Queen Elizabeth II did not expect the Throne
On this day in 1926 Queen Elizabeth II was born, in Mayfair, London. Her father had never expected to become monarch and nor did she. It was only in 1938, when her uncle Edward was famously ‘pinched’ by Mrs Simpson and abdicated, that everything changed for them. Today she is a worldwide icon of Britishness and a role model to millions. In 1947, on her twenty first birthday she made this pledge: “I declare before you all that my whole life, whether it be long or short, shall be devoted to your service and the service of our great imperial family to which we all belong.” Probably nobody expected her to be still living by these principles well into the twenty first century.
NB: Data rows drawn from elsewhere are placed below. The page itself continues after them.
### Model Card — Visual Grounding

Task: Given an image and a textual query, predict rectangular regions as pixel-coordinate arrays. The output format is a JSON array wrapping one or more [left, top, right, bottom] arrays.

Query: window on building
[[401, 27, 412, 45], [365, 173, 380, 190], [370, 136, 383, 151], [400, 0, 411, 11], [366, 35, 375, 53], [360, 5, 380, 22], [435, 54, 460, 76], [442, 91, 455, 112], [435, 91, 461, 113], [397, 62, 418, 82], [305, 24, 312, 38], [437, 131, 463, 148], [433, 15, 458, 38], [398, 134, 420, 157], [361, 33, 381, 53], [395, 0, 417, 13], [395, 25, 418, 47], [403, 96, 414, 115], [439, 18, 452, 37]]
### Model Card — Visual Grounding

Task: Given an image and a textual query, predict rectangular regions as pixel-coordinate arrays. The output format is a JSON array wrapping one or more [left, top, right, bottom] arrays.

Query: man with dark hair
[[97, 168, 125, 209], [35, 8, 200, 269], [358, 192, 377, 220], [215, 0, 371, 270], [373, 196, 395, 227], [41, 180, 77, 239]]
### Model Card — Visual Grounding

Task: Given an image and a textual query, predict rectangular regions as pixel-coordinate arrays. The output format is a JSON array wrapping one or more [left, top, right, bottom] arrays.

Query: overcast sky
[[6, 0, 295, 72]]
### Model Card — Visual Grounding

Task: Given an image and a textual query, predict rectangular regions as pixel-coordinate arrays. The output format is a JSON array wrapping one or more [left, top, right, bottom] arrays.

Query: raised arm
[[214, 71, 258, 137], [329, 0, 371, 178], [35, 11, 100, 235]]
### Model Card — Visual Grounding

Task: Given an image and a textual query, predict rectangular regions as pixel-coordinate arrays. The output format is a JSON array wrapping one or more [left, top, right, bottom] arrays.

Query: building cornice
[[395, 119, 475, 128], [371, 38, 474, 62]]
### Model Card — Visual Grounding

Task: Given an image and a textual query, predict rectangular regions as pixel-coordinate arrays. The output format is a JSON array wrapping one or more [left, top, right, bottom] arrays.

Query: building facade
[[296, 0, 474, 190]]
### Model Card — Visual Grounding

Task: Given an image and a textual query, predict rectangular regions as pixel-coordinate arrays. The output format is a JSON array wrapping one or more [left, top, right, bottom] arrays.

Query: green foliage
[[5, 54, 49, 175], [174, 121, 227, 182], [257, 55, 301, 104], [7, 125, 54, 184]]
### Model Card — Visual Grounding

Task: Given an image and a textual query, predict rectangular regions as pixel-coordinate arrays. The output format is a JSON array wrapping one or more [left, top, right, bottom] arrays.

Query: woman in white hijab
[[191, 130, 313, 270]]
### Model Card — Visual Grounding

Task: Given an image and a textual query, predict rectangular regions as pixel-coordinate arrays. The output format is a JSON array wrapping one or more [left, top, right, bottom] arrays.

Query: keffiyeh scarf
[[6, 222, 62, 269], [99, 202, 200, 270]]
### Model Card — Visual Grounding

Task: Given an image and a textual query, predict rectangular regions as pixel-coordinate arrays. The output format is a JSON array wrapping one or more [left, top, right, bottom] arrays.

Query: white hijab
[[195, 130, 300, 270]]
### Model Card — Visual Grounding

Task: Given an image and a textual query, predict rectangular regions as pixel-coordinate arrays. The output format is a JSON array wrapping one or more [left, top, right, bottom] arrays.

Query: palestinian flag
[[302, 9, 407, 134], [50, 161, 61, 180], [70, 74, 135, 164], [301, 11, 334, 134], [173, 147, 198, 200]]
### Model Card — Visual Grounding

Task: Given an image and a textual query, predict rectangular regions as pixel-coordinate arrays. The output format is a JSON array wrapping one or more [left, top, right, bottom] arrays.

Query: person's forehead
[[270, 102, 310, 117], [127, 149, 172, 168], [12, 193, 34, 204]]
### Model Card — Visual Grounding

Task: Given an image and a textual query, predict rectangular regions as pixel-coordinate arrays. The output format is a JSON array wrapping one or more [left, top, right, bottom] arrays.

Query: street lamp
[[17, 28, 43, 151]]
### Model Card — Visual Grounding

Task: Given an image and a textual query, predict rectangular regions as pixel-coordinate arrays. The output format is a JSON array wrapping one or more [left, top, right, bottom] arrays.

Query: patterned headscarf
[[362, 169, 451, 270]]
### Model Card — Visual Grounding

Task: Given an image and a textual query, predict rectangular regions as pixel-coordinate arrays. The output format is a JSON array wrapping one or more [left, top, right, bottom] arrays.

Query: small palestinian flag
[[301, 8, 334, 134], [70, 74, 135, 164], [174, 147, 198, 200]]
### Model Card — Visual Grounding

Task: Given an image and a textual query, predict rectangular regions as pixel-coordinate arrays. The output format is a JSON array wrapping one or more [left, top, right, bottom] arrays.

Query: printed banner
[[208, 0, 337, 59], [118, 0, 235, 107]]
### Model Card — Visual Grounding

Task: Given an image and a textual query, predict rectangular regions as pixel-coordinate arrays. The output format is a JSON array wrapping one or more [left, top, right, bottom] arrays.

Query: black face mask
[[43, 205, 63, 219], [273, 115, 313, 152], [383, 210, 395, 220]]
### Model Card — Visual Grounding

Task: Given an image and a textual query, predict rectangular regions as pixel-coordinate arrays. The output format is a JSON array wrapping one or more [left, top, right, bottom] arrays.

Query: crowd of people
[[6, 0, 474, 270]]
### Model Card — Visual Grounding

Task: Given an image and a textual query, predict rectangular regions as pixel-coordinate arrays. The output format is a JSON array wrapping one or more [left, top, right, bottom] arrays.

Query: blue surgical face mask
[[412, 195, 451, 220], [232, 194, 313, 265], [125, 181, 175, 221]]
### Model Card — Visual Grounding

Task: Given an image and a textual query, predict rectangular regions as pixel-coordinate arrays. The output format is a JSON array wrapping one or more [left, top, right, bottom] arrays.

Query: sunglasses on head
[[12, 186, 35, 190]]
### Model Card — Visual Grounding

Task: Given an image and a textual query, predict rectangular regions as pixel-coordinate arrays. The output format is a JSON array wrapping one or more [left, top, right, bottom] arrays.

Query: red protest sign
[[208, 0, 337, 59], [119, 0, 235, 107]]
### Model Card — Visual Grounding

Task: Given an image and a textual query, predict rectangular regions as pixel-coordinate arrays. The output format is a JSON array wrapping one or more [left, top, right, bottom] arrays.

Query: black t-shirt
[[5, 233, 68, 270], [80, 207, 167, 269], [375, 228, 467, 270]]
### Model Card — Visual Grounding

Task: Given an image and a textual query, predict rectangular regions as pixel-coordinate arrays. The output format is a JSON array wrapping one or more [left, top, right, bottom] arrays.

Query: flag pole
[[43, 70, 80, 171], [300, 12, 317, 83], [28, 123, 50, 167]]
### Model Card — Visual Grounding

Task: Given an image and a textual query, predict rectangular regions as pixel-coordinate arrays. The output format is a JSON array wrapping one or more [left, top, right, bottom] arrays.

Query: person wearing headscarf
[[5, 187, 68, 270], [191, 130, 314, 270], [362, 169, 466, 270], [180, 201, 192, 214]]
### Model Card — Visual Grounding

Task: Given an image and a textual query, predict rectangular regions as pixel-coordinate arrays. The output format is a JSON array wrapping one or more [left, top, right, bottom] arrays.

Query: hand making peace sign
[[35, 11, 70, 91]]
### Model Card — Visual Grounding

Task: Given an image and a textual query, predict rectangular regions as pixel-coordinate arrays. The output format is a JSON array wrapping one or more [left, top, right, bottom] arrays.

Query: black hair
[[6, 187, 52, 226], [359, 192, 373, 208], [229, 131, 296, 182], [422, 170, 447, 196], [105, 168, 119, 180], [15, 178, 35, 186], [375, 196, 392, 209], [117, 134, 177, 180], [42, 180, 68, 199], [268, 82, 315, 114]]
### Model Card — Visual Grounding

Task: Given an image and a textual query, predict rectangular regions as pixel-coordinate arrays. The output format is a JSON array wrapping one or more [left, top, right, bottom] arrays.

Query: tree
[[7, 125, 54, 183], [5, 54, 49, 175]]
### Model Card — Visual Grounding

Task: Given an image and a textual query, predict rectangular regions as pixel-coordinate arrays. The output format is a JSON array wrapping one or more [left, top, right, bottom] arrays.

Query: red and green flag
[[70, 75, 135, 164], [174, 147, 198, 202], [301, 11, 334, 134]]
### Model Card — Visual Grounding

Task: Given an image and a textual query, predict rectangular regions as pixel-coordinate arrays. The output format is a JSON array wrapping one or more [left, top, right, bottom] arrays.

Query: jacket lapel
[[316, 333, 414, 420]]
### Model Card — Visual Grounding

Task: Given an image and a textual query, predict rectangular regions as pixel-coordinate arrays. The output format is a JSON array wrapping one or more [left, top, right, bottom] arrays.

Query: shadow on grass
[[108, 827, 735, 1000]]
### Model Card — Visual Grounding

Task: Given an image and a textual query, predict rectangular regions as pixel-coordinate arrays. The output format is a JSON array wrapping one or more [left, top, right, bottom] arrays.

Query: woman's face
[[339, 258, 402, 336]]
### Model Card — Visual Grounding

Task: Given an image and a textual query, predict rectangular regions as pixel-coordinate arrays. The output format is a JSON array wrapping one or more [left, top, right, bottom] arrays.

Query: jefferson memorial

Here is Shakespeare’s Sonnet 30 – nobody knows to whom it was addressed, it might even have been Queen Elizabeth I:
When to the sessions of sweet silent thought
I summon up remembrance of things past,
I sigh the lack of many a thing I sought,
And with old woes new wail my dear time’s waste:
Then can I drown an eye, unused to flow,
For precious friends hid in death’s dateless night,
And weep afresh love’s long since cancelled woe,
And moan the expense of many a vanished sight:
Then can I grieve at grievances foregone,
And heavily from woe to woe tell o’er
The sad account of fore-bemoanèd moan,
Which I new pay as if not paid before.
But if the while I think on thee, dear friend,
All losses are restored and sorrows end.”
Today I will welcome the differences that make each one of us special – I will be happy in myself because today I will do my best in everything.